This project is a toolkit for fine-tuning and managing text-to-image diffusion models. It focuses on low-rank adaptation to create small, portable weight files that customize model styles and behaviors without modifying the entire base model.

The project provides specialized utilities for model distillation using singular value decomposition to extract adapters from fully trained models, as well as tools for blending and merging multiple adapters through weight interpolation. It includes capabilities for subject inversion and pivotal tuning to increase the visual fidelity of specific identities.

Additional capabilities cover the transformation of model weights between different storage formats for cross-engine compatibility.
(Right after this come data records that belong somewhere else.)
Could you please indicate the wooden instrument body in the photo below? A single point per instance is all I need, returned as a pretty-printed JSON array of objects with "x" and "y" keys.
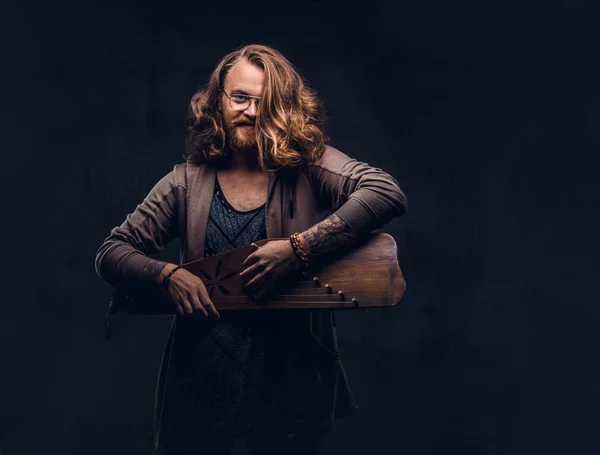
[{"x": 366, "y": 274}]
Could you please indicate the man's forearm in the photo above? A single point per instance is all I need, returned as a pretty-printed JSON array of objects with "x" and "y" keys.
[{"x": 326, "y": 236}]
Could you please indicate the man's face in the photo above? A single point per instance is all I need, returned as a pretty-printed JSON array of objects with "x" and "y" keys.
[{"x": 246, "y": 79}]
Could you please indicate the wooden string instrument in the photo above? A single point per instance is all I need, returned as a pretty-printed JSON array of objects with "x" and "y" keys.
[{"x": 365, "y": 274}]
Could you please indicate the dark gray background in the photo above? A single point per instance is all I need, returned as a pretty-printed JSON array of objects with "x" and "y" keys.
[{"x": 487, "y": 113}]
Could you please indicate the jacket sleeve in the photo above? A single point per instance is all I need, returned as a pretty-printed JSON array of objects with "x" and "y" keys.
[
  {"x": 123, "y": 258},
  {"x": 365, "y": 197}
]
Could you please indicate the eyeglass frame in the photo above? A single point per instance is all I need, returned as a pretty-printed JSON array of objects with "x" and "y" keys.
[{"x": 251, "y": 98}]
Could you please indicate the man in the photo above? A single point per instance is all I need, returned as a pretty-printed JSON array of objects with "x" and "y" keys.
[{"x": 258, "y": 167}]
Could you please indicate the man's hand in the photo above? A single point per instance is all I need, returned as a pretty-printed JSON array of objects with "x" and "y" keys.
[
  {"x": 267, "y": 265},
  {"x": 188, "y": 293}
]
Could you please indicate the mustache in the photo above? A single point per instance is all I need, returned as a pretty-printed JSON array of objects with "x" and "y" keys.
[{"x": 244, "y": 121}]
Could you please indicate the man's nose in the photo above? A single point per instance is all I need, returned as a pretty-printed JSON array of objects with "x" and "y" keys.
[{"x": 252, "y": 108}]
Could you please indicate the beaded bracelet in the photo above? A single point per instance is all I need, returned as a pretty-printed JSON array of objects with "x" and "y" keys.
[{"x": 298, "y": 248}]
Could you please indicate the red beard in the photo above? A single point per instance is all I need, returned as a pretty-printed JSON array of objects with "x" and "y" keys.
[{"x": 242, "y": 139}]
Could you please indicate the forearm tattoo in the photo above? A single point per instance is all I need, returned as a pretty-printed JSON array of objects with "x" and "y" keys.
[
  {"x": 328, "y": 235},
  {"x": 152, "y": 270}
]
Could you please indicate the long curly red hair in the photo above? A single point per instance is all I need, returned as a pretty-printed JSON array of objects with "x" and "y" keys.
[{"x": 290, "y": 121}]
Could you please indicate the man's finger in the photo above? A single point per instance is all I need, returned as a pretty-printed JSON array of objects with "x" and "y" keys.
[
  {"x": 251, "y": 271},
  {"x": 255, "y": 282},
  {"x": 251, "y": 259},
  {"x": 187, "y": 307},
  {"x": 199, "y": 307}
]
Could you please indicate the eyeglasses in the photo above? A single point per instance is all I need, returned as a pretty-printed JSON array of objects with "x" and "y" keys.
[{"x": 240, "y": 102}]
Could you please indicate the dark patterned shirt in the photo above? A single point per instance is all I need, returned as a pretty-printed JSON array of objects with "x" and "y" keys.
[{"x": 218, "y": 378}]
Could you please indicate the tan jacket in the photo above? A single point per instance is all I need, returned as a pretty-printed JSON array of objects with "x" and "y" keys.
[{"x": 366, "y": 198}]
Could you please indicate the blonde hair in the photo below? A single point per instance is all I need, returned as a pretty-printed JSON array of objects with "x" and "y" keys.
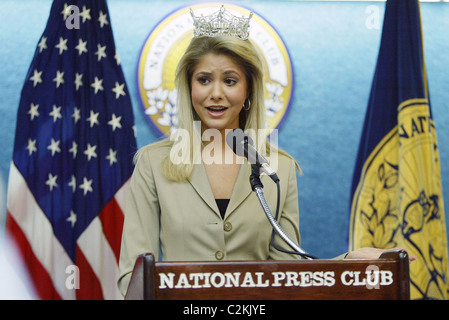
[{"x": 244, "y": 54}]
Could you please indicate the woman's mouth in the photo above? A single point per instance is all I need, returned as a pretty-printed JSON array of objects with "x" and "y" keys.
[{"x": 216, "y": 111}]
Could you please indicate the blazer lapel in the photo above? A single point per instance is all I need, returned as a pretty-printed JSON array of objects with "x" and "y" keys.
[
  {"x": 200, "y": 183},
  {"x": 242, "y": 188}
]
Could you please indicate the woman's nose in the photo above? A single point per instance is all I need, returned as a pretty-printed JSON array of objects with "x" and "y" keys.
[{"x": 217, "y": 91}]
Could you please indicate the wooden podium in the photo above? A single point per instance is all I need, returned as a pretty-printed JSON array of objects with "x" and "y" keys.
[{"x": 384, "y": 278}]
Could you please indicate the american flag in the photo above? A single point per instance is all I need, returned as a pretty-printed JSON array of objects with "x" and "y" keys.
[{"x": 75, "y": 139}]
The toolkit also supports training for image inpainting and the co-training of text encoders to improve the association between specific tokens and visual concepts.

Features

  • Low-Rank Adaptation - Implements low-rank adaptation to create small, portable weight matrices for customizing diffusion model styles and behaviors.
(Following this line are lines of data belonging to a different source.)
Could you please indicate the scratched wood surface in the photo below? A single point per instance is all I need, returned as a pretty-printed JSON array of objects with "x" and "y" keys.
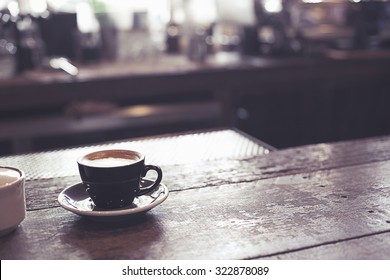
[{"x": 326, "y": 201}]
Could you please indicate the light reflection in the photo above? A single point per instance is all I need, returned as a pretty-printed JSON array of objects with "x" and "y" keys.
[{"x": 273, "y": 6}]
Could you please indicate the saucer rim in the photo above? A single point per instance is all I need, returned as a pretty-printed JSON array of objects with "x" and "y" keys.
[{"x": 111, "y": 212}]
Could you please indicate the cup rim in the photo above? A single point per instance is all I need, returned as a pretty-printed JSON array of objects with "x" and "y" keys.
[
  {"x": 17, "y": 181},
  {"x": 141, "y": 157}
]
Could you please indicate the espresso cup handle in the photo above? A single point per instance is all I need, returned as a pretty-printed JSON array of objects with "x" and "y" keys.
[{"x": 156, "y": 183}]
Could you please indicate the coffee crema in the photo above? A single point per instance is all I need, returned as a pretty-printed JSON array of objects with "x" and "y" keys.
[{"x": 108, "y": 162}]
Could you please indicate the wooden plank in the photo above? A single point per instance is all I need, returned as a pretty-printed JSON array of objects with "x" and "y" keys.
[
  {"x": 227, "y": 221},
  {"x": 301, "y": 160},
  {"x": 368, "y": 247}
]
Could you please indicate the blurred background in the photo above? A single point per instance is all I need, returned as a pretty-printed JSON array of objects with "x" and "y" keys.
[{"x": 289, "y": 72}]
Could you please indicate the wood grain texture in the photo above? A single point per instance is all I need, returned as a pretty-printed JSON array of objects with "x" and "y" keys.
[
  {"x": 301, "y": 160},
  {"x": 374, "y": 247},
  {"x": 264, "y": 217}
]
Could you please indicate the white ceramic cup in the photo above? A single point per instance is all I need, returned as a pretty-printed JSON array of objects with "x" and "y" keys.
[{"x": 12, "y": 199}]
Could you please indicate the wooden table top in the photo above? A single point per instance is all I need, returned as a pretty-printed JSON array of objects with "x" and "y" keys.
[{"x": 231, "y": 197}]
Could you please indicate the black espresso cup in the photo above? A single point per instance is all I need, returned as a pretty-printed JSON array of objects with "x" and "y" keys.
[{"x": 112, "y": 178}]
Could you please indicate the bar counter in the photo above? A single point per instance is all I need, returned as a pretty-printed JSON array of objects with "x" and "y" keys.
[
  {"x": 286, "y": 101},
  {"x": 224, "y": 74},
  {"x": 230, "y": 197}
]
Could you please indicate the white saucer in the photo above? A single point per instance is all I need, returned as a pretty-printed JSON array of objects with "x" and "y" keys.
[{"x": 76, "y": 200}]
  • Subject-Specific Adaptation - Combines low-rank adaptation with specialized techniques to associate specific names with visual subjects.
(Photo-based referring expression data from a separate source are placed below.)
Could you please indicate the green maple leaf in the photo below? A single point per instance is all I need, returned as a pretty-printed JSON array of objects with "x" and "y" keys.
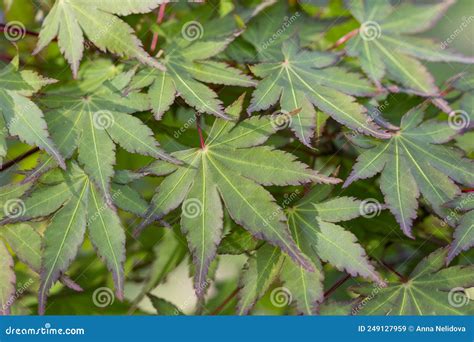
[
  {"x": 25, "y": 241},
  {"x": 93, "y": 120},
  {"x": 163, "y": 307},
  {"x": 187, "y": 66},
  {"x": 430, "y": 289},
  {"x": 7, "y": 280},
  {"x": 300, "y": 80},
  {"x": 74, "y": 202},
  {"x": 230, "y": 167},
  {"x": 463, "y": 237},
  {"x": 266, "y": 36},
  {"x": 70, "y": 19},
  {"x": 413, "y": 161},
  {"x": 19, "y": 115},
  {"x": 312, "y": 223},
  {"x": 385, "y": 44}
]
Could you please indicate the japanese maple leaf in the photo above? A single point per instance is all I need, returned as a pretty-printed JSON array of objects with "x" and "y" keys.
[
  {"x": 300, "y": 80},
  {"x": 230, "y": 168},
  {"x": 74, "y": 203},
  {"x": 430, "y": 289},
  {"x": 70, "y": 19},
  {"x": 414, "y": 161},
  {"x": 94, "y": 119},
  {"x": 187, "y": 65},
  {"x": 19, "y": 115},
  {"x": 25, "y": 241},
  {"x": 386, "y": 46},
  {"x": 312, "y": 223}
]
  • SVD Distillation - Uses singular value decomposition to extract small adapters from fully trained large models to reduce size.
  • SVD Distillation - Uses singular value decomposition to extract low-rank adapter weights from a fully trained model.
  • SVD Distillation - Extracts a low-rank adapter from a fully trained model through singular value decomposition distillation.
  • Subject Inversion Techniques - Refines the representation of specific subjects through iterative tuning of multiple vectors to increase visual fidelity.
  • Adapter Merging - Provides tools to combine multiple learned adapter weights into a single set to blend different styles.
  • Pivotal Tuning Inversion - Implements pivotal tuning and multi-vector inversion to increase the visual fidelity of specific identities.
  • Inpainting Trainers - Provides a specialized training setup for fine-tuning diffusion models to fill image gaps and restore visual details.
  • Image Inpainting - Fine-tunes models to fill image gaps and restore visual details using dedicated inpainting base models.
  • Weight Merging Utilities - Blends multiple low-rank adapters into a single set using adjustable weight interpolation ratios.
  • Text Encoder Adaptation - Allows co-training of text encoders alongside diffusion models to improve visual concept association.
  • GGUF Format Conversions - Transforms weight files between different storage formats to ensure compatibility with various inference engines.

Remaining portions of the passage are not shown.